Anna Leach, chief economist at the Institute of Directors, remarked that the government could use the investment summit and the Budget to shift the focus away from national debt and towards "building the economy of the future." She emphasized, "This is essential for sustainable public finances and improved living standards."

The ONS continuously tracks GDP (gross domestic product) on a monthly basis, but trends over a three-month period tend to attract more attention. A weaker performance earlier in the summer resulted in a modest growth of 0.2% from June to August relative to previous quarterly periods. The UK experienced a short recession at the end of last year, contracting for two consecutive three-month periods, although growth rebounded in the first half of 2024.

Investment Opportunities

As the investment summit approaches, Spanish energy giant Iberdrola, owner of Scottish Power, announced plans to double its UK investment over the next four years, increasing from £12 billion to £24 billion. Keith Anderson, CEO of Scottish Power, mentioned that these funds would be allocated towards enhancing the UK's electricity grid to better support homes and businesses.

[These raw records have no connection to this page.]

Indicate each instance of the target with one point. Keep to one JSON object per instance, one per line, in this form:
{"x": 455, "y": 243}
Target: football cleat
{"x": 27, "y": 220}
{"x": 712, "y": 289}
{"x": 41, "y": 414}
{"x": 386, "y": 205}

Anderson indicated that the primary request from the company to the government is to expedite the planning process to enable quicker project completions. He asserted, "If you streamline the planning process, we will commit to increasing our investment, which is precisely what we are dedicating to today."

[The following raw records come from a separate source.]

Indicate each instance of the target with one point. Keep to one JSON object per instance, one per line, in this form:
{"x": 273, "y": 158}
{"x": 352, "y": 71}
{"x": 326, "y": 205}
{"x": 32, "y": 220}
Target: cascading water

The government has ambitious goals to transition nearly entirely from fossil fuels to clean, renewable energy sources for UK electricity production by 2030. However, critics argue that such a transition is unrealistic within the given timeframe and could lead to higher energy costs. Concerns regarding the construction of essential pylons, cables, and substations for electricity distribution, particularly in rural areas, have also been raised.

Despite these challenges, Anderson noted that the recent spike in energy bills can primarily be attributed to fluctuating gas prices and asserted that transitioning to wind energy could ultimately lead to reduced costs over several years.